Munie de la froide sensualité du latex et de fil de couture, Anne Liebhaberg crée un monde d’une sensibilité féminine particulière. Entrelacs organiques ou seconde peau organisée en bandelettes, ses formes parlent avec fluidité du vide, du plein et de l’instabilité de la vie…
…Ruche, enveloppe, écorce, carapace, masque…les mots que l’on pourrait évoquer en découvrant le travail d’Anne Liebhaberg se rapportent tous à une forme d’échange entre le plein et le vide. Un lieu de rencontre où l’un fait résonner l’autre, où l’un intensifie l’autre. L’artiste nous parle de cette préoccupation qui l’a conduite à travailler la céramique » afin de tourner avec la matière autour du vide « . Obsession de l’absence qui densifie l’espace et que l’on retrouve à l’origine du premier acte de sculpture. N’est-ce pas pour remplir la trace de l’ombre de l’amant de sa fille laissée sur le mur que le potier Boutadès réalisa sa première statue ?* Dans l’atelier d’Anne, on peut lire cette phrase d’Anna Harendt : » L’affaire de la pensée consiste à rendre présent ce qui est absent. » L’acte créateur rejoint la pensée pour donner forme et couleur au vide, au manque.
Dans son atelier, Anne Liebhaberg se rend compte que le latex assemblé en couture peut devenir un véritable médium expressif. D’abord liquide, la matière posée par couches successives s’accumule en bandelettes sur la table. Une fois séchée, elle se fait peau, avec sa texture (d’une jeunesse encore élastique) et sa gamme de couleur. Mais c’est alors qu’apparaît la structure, la colonne vertébrale indispensable sans laquelle le latex reste une masse jaunâtre, informe, lamentablement étendue sur le sol. Car le volume doit atteindre son autonomie pour contenir le vide sans l’écraser. Métal incrusté ou fil organisé en réseau par un procédé artisanal délicat, les images qu’elle nous donne sont dansantes et fragiles mais jamais inanimées. Elles possèdent leur structure interne pour échapper à la mise en péril du corps -celle du temps – et former une entité esthétique.
Une tension double
Une cape suspendue est comme accrochée sur le vide. De longs restes de fils de couture qui ondulent avec l’air accentuent cette impression de légèreté. Peut-on parler d’une enveloppe alors que le trou noir qui se trouve à l’intérieur fait l’effet d’un spectre qui absorbe la lumière ? Ce vêtement fantomatique propose des résonances multiples et profondes. Il rejoint le front d’une actualité brûlante. On pense à l’interdit, au secret et à l’utilisation qu’en font les gouvernements comme moyen de pouvoir. Le port du voile et du tchador qui, à l’origine était un acte de foi, devient aujourd’hui un acte politique. Des sujets importants qui interpellent l’artiste. Mais la tension est double. Elle oppose l’interdit de montrer et d’être vu au spectacle radical de notre modernité. Ne dit-on pas qu’il faut se cacher pour mieux être vu ? L’écorce de protection qui se fend sur le vide – le corps invisible – ne l’a paradoxalement jamais rendu aussi présent. Un retournement de pouvoir s’opère de l’absence sur la présence. On retrouve la même impression devant ses masques.

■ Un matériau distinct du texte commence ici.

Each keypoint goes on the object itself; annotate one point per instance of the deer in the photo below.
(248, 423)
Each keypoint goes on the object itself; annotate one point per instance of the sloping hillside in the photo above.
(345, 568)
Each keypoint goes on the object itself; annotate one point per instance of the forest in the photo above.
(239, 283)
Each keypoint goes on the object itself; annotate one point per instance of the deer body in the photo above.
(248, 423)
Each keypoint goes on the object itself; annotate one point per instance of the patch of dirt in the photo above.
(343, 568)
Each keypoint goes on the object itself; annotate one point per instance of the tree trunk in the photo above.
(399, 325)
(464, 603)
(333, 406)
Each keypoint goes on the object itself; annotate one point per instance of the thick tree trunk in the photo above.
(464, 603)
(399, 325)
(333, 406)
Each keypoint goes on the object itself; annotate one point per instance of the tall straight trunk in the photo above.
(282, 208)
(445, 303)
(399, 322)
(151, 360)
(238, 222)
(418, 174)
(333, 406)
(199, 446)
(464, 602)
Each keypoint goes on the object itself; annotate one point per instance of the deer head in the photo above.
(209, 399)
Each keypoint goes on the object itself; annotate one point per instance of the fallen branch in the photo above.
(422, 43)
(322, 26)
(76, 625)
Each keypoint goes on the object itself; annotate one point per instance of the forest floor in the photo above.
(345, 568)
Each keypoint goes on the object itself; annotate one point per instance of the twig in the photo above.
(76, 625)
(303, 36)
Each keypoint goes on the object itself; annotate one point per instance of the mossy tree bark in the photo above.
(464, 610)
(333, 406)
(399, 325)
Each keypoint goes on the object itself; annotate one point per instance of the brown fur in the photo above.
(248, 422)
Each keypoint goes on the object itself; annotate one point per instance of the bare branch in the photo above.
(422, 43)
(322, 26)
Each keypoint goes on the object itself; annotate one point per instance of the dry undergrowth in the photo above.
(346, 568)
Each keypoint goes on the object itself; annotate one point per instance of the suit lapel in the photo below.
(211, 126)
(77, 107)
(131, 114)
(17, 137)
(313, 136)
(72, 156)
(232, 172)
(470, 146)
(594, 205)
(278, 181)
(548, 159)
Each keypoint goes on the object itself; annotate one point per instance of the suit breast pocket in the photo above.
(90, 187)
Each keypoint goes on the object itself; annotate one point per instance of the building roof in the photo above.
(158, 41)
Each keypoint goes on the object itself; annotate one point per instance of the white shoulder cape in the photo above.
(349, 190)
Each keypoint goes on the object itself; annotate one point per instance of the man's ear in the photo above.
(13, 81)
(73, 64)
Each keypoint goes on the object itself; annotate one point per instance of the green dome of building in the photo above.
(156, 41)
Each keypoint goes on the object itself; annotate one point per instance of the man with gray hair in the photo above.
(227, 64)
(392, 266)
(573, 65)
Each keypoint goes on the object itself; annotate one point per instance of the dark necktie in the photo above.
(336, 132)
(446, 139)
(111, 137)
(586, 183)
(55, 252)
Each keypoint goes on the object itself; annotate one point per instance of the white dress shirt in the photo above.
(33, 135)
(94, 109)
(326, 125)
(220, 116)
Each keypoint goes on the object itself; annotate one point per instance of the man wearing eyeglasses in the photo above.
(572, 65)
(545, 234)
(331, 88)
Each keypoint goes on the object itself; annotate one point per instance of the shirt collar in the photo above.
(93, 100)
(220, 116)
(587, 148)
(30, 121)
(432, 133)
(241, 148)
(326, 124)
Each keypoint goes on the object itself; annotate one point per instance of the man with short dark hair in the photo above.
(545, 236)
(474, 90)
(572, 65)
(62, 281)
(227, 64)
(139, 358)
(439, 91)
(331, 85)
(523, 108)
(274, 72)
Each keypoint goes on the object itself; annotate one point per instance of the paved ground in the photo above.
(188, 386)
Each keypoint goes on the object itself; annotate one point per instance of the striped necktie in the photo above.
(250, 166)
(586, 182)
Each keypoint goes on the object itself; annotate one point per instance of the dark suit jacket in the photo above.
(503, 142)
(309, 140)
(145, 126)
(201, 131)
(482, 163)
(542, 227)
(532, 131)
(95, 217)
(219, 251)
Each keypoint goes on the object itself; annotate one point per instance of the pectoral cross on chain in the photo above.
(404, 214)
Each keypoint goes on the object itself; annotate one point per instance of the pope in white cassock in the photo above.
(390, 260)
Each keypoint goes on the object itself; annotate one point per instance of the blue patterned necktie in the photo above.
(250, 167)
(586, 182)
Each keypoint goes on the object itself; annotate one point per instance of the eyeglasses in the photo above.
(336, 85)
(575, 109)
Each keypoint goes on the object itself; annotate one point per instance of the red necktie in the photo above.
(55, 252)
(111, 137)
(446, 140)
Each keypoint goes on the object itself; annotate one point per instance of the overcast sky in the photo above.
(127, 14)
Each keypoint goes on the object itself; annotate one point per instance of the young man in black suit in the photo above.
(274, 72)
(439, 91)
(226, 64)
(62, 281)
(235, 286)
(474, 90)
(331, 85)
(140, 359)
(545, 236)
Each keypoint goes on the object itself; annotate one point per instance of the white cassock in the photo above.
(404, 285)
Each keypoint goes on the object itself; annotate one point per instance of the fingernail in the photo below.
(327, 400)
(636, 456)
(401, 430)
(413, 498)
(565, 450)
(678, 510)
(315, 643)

Accrochées au mur ou réfugiées dans des boîtes, d’autres œuvres sont secrètes pour mieux se faire entendre. Ce sont les Miniatures. Pour les percevoir, il a fallu quitter notre espace et rejoindre le leur. Elles invitent le visiteur à se rapprocher mais se présentent comme une mise à distance de son corps. Nœuds intimes, cellules organisées, leurs formes sont organiques. Elles ont quitté le corps pour effectuer indépendamment leur purification charnelle tout en gardant en mémoire l’être vivant.